Just a little bit of extra knowledge and experience makes all the difference in the world of Incident Response. With over 500,000 open cybersecurity positions in the US alone according to CyberSeek and over 4 Million open positions globally according to (ISC)2, Incident Response team members have the responsibility to ensure they have as much knowledge and experience as possible. Additionally, with malicious threat actors having the element of surprise, understanding how to discover attacker behavior becomes even more important.
Thus, we are excited and proud to introduce you to our new series: The MITRE ATT&CK Enterprise Framework Collection video series. For those who are not already familiar, MITRE ATT&CK is a collection of attacker behaviors displayed across the Cyber Attack Lifecycle. MITRE and the contributing cybersecurity members involved have taken thousands of known attacks, analyzed all attacker behaviors involved, and created what is now three separate frameworks: MITRE PRE-ATT&CK, MITRE ATT&CK Enterprise, and ATT&CK for Mobile.
- MITRE PRE-ATT&CK: Focuses on all the behaviors attackers exhibit during the recon and weaponization stages of the Cyber Attack Lifecycle (formerly known as the Cyber Kill Chain articulated by Lockheed Martin.)

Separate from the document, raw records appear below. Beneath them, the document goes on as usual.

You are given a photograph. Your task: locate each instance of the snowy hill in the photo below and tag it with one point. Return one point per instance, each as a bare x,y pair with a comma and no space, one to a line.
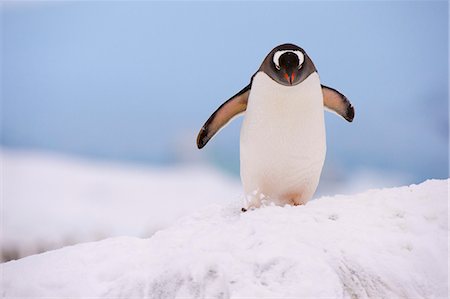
389,243
76,200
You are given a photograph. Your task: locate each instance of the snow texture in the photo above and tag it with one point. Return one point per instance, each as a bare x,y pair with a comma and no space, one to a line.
50,201
389,243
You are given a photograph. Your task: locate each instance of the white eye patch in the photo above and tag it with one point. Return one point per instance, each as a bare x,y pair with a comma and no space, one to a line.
277,55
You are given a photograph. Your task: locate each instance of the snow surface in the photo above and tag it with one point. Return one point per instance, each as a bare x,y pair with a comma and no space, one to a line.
389,243
49,201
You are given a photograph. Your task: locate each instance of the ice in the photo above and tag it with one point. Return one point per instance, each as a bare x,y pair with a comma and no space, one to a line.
388,243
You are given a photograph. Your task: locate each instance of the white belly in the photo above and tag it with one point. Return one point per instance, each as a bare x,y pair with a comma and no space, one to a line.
283,141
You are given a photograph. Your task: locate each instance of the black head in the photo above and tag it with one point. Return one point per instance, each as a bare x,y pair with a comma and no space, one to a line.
288,65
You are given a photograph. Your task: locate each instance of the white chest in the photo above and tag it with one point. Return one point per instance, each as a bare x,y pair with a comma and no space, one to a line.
283,138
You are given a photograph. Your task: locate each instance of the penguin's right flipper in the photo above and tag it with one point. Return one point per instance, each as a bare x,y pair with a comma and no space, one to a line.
336,102
232,108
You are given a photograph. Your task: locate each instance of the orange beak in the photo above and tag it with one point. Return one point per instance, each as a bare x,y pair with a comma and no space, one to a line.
288,78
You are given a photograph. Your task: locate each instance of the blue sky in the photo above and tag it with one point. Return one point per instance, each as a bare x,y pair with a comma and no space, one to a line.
135,81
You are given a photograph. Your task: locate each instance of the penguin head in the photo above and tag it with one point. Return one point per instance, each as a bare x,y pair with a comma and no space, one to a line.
288,65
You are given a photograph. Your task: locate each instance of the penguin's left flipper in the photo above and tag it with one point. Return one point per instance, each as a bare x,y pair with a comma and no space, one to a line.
232,108
335,101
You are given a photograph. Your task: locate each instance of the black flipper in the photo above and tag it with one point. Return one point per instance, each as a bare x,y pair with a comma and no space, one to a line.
336,102
235,106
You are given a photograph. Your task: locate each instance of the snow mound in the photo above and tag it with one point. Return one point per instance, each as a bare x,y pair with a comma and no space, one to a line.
50,201
388,243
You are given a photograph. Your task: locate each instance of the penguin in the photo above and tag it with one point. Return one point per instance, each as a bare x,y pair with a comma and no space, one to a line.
282,138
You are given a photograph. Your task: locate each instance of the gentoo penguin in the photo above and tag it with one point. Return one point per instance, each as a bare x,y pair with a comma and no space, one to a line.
282,142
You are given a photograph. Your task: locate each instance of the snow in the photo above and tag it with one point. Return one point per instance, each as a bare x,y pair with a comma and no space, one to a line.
49,201
388,243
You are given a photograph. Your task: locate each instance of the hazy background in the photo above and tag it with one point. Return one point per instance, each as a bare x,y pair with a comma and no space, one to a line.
134,81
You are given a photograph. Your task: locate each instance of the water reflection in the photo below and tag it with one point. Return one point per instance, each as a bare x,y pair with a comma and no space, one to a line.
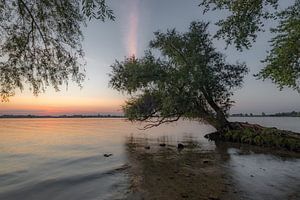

- MITRE ATT&CK Enterprise: Tightly coupled to enterprise-specific network types, (Microsoft Windows, Linux, etc.). ATT&CK Enterprise focuses on the next five phases of the Cyber Attack Lifecycle with detailed technical information relative to adversary actions and defender mitigations for each technique.
- ATT&CK for Mobile: Built upon NIST’s Mobile Threat Catalogue and provides a model of adversarial tactics and techniques used to gain access to mobile devices and take advantage of that access to accomplish adversarial objectives.
At Cyberbit, we have chosen to focus our first video series on MITRE on MITRE ATT&CK Enterprise to provide enterprise SOC team members with a new perspective on MITRE. Most of the focus until now has been on the attacker’s behaviors and actions. For the first time, we are presenting MITRE ATT&CK for Enterprise from the defender’s point of view!
Over the course of the video series, we will provide examples of MITRE ATT&CK Enterprise Tactics, Techniques, and Sub-Techniques from the point of view of analysts on the Incident Response team. We can record these videos as if there is an attack in progress due to the power of Cyberbit Range. Using various versions of the real-world attacks included in Cyberbit Range, we have recorded examples of various techniques included in MITRE ATT&CK Enterprise. Each video will focus on one tactic, providing two or three examples of techniques included in the category. For example, in our Collection video, we focus on Input Capture, Email Collection, and Automated Collection.
The goal of these videos is to help members of the Incident Response team learn to recognize the various techniques included in each tactic. By watching each short video, you will gain valuable information that will help you to perform better in your role on a daily basis. Over the next few months, we will continue to deliver new videos, giving you a sneak peak of MITRE ATT&CK Tactics and Techniques to help you continually improve, whether it be through education or hands-on training!